Assumere fibre in una dieta equilibrata

La fibra, presente solo negli alimenti di origine vegetale (frutta, legumi, cereali), va inserita nella dieta quotidiana per i suoi effetti benefici, senza però eccedere.

  • La fibra, può alleviare la stipsi e ciò è ben noto. E’ anche noto il ruolo della fibra nel ridurre i rischi di emorroidi e diverticolosi, mentre è in discussione nella prevenzione delle alterazioni vascolari, del cancro e del diabete. I risultati a disposizione indicano, comunque, che la fibra offre dei vantaggi alla salute, e ciò è in particolar modo vero per la fibra proveniente da frutta e verdure piuttosto che per quella che deriva dal frumento.
  • La fibra è talvolta paragonata a una scopa naturale, perchè aiuta a trasportare ed eliminare dall’organismo i residui della digestione.
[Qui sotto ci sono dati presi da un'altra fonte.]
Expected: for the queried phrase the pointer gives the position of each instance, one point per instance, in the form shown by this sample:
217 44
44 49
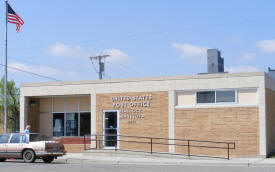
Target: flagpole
6 71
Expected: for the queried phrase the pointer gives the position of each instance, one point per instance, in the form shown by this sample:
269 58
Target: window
227 96
38 137
4 138
18 139
58 124
206 97
85 123
71 124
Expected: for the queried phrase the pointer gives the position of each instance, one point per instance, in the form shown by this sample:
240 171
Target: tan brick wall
154 123
270 118
33 116
234 124
75 148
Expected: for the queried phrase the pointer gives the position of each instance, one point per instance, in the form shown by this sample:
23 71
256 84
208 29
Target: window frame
215 101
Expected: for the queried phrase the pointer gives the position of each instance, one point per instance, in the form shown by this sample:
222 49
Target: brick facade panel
234 124
154 123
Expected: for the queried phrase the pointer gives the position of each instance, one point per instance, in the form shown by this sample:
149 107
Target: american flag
14 18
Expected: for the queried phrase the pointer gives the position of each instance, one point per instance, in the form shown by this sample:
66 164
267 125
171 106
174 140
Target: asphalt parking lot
20 166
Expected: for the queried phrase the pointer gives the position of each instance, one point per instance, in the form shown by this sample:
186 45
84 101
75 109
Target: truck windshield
4 138
38 137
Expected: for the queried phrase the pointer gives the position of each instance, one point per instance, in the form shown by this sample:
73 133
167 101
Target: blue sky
144 37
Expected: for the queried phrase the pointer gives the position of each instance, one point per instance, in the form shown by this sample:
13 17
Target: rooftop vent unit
271 73
215 64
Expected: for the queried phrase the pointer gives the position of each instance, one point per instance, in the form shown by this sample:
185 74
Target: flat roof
160 78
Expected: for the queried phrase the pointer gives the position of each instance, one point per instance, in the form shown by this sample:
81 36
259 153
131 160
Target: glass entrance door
110 129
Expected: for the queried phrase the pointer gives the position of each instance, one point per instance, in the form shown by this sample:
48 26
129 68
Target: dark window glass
38 137
23 139
85 123
206 97
4 138
72 124
58 124
15 139
225 96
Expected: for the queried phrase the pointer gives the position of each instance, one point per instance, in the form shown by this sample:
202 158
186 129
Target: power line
122 70
31 73
67 69
163 32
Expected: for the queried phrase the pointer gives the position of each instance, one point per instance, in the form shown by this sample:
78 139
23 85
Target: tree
13 105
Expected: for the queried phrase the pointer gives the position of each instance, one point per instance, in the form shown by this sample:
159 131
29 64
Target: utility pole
100 64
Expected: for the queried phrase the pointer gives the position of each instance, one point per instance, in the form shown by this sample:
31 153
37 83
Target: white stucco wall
171 84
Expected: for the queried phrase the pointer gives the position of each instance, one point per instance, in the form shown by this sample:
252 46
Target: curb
194 163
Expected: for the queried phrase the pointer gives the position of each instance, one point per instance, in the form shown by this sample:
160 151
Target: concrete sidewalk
84 158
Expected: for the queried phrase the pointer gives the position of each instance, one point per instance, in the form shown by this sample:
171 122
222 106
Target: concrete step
132 154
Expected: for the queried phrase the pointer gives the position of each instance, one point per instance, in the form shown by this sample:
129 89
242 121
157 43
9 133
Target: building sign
132 107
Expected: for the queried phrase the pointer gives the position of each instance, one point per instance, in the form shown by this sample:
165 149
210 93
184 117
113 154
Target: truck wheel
29 156
2 159
48 159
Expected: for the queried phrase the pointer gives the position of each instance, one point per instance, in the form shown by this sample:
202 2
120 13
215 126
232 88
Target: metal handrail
228 146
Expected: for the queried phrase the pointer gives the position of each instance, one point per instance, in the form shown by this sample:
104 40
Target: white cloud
248 57
267 46
117 55
40 69
241 68
193 53
61 49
Inoltre assorbe acqua, dando così volume al materiale alimentare man mano che questo procede lungo il tratto intestinale; in questa maniera vengono stimolati i muscoli che accelerano l’eliminazione dei residui della digestione, riducendo la pressione sulle vene degli arti inferiori e sul basso intestino.
  • La fibra è utile anche a chi è “a dieta” per il fatto che , anche a seguito della masticazione, si rigonfia, permettendo di controllare la sensazione di fame senza fornire calorie.

Il modo migliore per aumentare il contenuto in fibra in una dieta è di ridurre gradualmente la proporzione di zuccheri raffinati e di grassi animali e contemporaneamente aumentare la proporzione di frutta e verdure ricche di fibra. Quanto più sarà variata la scelta, tanto maggiore sarà la sicurezza di beneficiare dei più svariati tipi di fibra. L’abitudine, ormai, di completare i pasti con un piatto di verdure crude come insalata, pomodori, sedano, carote, ecc., va conservata e incoraggiata.

Usare lo yogurt in una giusta alimentazione

Lo yogurt è un latte fermentato, ottenuto introducendo nel latte pastorizzato due bacilli lattici: il Lactobacillus bulgaricus e lo Streptococcus thermophilus. Devono essere aggiunti contemporaneamente e trovarsi vivi nello yogurt. Questo può essere preparato a partire da latte intero, parzialmente scremato o scremato, e conserva lo stesso valore nutritivo del prodotto di partenza. Gli si può aggiungere del latte in polvere o degli addensanti, per conferirgli la consistenza cremosa caratteristica.

A volte lo yogurt viene raccomandato nei problemi intestinali, in quanto la presenza di fermenti lattici vivi è in grado di riequilibrare la flora batterica intestinale. Gli yogurt alla frutta sono prodotti mediante aggiunta di preparati a base di frutta ed eventualmente zucchero. Lo yogurt può essere fatto anche in casa a partire da latte parzialmente scremato a lunga conservazione, disponendo dei fermenti lattici speciali, e tenendo il latte coperto in frigorifero per 2-3 giorni. I fermenti possono essere riutilizzati per circa 15-20 giorni. sempre in casa si può aggiungere allo yogurt frutta o marmellata, ottenendo i gusti preferiti.